Nächste Woche (von 10. bis 20.2.) soll die Berlinale, das Internationale Filmfestival in Berlin, stattfinden. Laut Plan als Präsenzveranstaltung ohne Online-Option und bei hohen Corona-Infektionszahlen. Die Befürworter dieser Idee halten dieses (Nicht-)Konzept für mutig und den Einsatz für das Kino als primären und singulären Ort des Films für vorbildhaft. Man muss davon ausgehen, dass das auch das Leitungsduo Chatrian-Rissenbeeck so sieht. Dabei ergeben sich mehrere Probleme.

von Christian Klosz

Erstens ist das Kino schon länger nicht mehr der primäre Ort für Filmkonsum, seit einer Weile teilt es sich den mit dem Zuhause und dessen Streaming-Optionen, eine Tendenz, die 2 Jahre Pandemie noch verstärkt haben. Natürlich ist das Filmerlebnis im Kino etwas anderes – aber ist es wirklich angenehmer, mit Maske und Abstand im Saal zu sitzen, sich davor stets um einen aktuellen Corona-Test kümmern zu müssen? Sind das wirklich die idealen Bedingungen, unter denen ein Film gesichtet werden soll, um ihn in seinem ganzen Umfang erfassen zu können, das, was den „Ort Kino“ ausmacht, wobei gleichzeitig darum gebeten wird, „Gruppenbildungen“ zu vermeiden, sich also nach dem Film möglichst nicht mit anderen über das eben Gesehene auszutauschen? Oder ist da die Qualität des Zu-Hause-Sehens nicht doch – wenn auch nur temporär – zumindest gleichwertig? Und warum muss die Festivalleitung, doch eher paternalistisch, diese Wahl für das Publikum vornehmen, das nicht selbst entscheiden kann, ob es den Film nun im Kino, oder doch lieber zu Hause sehen möchte?

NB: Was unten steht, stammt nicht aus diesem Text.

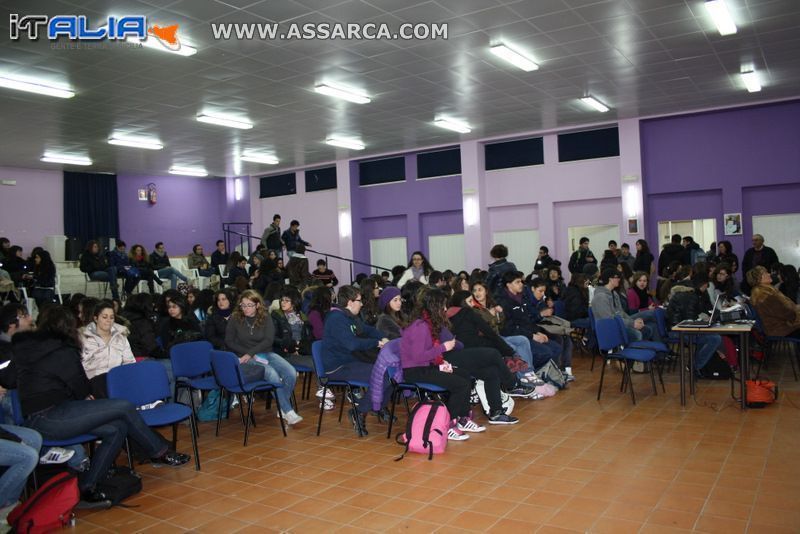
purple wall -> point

Zweitens ist das Problem weniger die Abhaltung des Festivals, sondern die Weigerung, Alternativen anzubieten. Es gibt viele und nachvollziehbare Gründe, die Entscheidung, die Berlinale als Präsenzveranstaltung stattfinden zu lassen, zu kritisieren und zu hinterfragen oder sie für unvernünftig zu halten. Aber darum geht es gar nicht. Das Problem ist vielmehr die Tatsache, dass es kein Online-Angebot gibt für Journalisten und Besucher, die nicht vor Ort sein können oder wollen. Im einen Fall gibt es dafür viele praktische Gründe, im anderen auch persönliche. Wenn andere, große Festivals es schaffen, Hybridkonzepte zu erarbeiten und Hybridfestivals abzuhalten, mit Präsenzvorstellungen und Online-Screenings, warum kann das die Berlinale nicht auch? Oder will sie nicht, weil man um den Ruf als „Publikumsfestival“ fürchtet und das Ding um jeden Preis durchziehen will? Nun, der Ruf ist schon jetzt ramponiert, wegen der starrköpfigen Weigerung, in mehrere Richtungen und in Alternativen zu denken und ein Angebot an ALLE Menschen zu machen, die sich für die Filme des Festivals interessieren.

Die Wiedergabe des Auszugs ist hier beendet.